The challenge is when the system gets out of whack.

Too many risk takers in an organization resembles a herd of cats. If they could all be pointed in the same direction and coaxed into joint action they could be formidable, but are likely to just do their own thing.

Too many bureaucrat types is like having an army of box turtles invading your home. Yes they will eventually take over, but it will take them a while to get there and you probably have time to binge watch a season worth of Friends reruns on Netflix before they make it to your front porch.

Every organization needs people setting and following rules. Organizations also need those willing to put their necks out. It is best to keep some separation between the two, although often each is the other’s favorite coworker to gripe about.

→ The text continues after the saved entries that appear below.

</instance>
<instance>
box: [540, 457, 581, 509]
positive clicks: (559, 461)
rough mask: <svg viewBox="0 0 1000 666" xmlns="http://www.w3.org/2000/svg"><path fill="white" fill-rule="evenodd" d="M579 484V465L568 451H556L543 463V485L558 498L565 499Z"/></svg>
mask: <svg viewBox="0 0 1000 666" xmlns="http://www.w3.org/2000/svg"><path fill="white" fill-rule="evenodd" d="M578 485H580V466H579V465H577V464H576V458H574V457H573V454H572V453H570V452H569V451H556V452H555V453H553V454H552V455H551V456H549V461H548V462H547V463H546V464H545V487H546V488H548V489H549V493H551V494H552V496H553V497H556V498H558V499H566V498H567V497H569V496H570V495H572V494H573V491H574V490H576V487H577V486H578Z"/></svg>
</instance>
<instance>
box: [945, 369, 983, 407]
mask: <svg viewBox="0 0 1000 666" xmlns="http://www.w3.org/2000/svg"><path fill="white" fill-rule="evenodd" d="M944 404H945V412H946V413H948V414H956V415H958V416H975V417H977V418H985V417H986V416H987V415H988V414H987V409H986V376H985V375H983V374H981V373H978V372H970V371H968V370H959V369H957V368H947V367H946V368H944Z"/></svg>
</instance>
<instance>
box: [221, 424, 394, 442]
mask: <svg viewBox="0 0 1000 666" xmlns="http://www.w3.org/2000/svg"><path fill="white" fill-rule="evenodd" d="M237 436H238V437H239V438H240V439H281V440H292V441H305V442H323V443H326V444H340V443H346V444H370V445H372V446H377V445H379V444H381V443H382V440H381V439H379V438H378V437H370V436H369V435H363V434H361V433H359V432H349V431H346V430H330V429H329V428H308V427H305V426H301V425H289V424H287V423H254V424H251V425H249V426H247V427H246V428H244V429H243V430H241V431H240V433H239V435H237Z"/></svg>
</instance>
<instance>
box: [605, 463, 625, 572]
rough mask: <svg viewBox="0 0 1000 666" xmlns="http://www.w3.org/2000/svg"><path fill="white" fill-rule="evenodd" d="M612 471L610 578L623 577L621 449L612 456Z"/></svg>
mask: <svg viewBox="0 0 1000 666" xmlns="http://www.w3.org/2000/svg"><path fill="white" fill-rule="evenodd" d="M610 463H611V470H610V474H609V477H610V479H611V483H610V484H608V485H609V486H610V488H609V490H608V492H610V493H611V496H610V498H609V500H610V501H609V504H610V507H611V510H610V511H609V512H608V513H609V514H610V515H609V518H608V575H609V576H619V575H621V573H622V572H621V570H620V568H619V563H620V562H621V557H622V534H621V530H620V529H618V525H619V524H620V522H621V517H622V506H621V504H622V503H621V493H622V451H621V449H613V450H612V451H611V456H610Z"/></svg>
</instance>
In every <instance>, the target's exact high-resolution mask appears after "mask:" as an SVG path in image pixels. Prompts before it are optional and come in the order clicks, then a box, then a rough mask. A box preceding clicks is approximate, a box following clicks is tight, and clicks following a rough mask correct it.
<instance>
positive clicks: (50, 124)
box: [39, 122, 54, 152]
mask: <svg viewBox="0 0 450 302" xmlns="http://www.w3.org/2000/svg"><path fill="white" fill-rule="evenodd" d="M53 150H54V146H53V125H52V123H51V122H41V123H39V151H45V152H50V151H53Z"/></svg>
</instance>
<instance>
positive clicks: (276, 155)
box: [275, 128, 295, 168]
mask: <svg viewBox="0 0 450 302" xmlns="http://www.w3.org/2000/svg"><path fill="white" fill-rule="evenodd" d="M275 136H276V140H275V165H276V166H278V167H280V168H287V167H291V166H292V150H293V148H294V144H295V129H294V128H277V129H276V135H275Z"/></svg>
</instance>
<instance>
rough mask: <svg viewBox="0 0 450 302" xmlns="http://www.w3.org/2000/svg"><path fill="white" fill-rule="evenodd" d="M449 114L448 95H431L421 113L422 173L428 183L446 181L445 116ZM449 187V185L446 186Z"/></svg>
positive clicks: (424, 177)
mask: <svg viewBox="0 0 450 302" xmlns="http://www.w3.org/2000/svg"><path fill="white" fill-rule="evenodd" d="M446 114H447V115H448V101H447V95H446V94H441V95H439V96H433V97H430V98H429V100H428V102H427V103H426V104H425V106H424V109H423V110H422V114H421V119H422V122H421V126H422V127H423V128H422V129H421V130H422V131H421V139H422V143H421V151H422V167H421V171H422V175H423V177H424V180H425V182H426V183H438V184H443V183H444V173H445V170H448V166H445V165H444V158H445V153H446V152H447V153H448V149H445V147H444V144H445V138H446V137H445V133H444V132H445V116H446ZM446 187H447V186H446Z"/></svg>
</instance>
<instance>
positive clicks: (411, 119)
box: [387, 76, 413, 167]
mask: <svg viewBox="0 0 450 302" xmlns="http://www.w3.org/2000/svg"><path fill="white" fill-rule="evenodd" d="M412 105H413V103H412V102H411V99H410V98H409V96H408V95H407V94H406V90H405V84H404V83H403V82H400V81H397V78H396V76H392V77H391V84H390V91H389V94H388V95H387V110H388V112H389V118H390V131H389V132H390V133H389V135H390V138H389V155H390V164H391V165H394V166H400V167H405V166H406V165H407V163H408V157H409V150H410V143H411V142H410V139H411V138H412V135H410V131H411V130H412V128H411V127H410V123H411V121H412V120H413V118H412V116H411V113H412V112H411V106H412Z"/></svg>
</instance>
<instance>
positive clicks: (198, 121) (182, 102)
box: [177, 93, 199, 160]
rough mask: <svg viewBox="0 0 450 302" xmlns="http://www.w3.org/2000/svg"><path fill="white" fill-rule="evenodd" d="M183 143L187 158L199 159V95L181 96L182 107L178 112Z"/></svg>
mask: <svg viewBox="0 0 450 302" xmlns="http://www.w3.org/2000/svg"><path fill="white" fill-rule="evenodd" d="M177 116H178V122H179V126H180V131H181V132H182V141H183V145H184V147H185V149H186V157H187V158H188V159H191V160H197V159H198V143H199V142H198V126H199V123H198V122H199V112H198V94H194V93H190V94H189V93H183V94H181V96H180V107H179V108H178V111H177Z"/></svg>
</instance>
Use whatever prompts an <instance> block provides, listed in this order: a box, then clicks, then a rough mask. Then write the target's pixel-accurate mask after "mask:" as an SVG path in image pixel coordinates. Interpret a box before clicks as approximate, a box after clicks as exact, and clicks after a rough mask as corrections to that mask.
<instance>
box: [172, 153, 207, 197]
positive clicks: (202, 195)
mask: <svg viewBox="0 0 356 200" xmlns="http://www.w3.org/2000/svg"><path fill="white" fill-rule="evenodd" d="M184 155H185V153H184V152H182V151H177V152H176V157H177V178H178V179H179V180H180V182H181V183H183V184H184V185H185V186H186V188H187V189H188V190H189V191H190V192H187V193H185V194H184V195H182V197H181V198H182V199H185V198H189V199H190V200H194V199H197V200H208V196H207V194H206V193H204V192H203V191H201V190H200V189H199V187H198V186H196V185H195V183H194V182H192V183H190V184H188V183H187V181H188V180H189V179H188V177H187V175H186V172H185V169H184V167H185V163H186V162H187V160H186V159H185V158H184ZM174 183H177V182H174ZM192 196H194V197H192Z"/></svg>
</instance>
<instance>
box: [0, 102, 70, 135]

I was thinking about this concept this week while reading about a plan to change how agriculture rules are set by the state for megafarms. Under the plan, the new nine-member review board would be attached to the agriculture department. Five members would be selected from agricultural groups. The board would advise the department on regulations and the department would be prohibited from drafting any siting or expansion rules without approval from two-thirds of the board.

I can understand how the agriculture community, filled with those independent-minded folks, wouldn’t want the bureaucratic cogs making rules willy nilly.

At the same time, with the legislature already having oversight authority over new administrative codes, giving the people being regulated the power to block regulations they don’t like seems perilously close to putting the foxes in charge of the henhouse.

It makes sense to have those with ties to agriculture, and an understanding of how new rules translate into higher costs for producers, involved in the rule-making process. But their voice is only one of many and other stakeholders such as town officials or groundwater experts should also have a seat at the table to advise, but not control the setting of rules.

For things to work, there needs to be a balance between the rule makers and the doers.

Brian Wilson is News Editor at The Star News.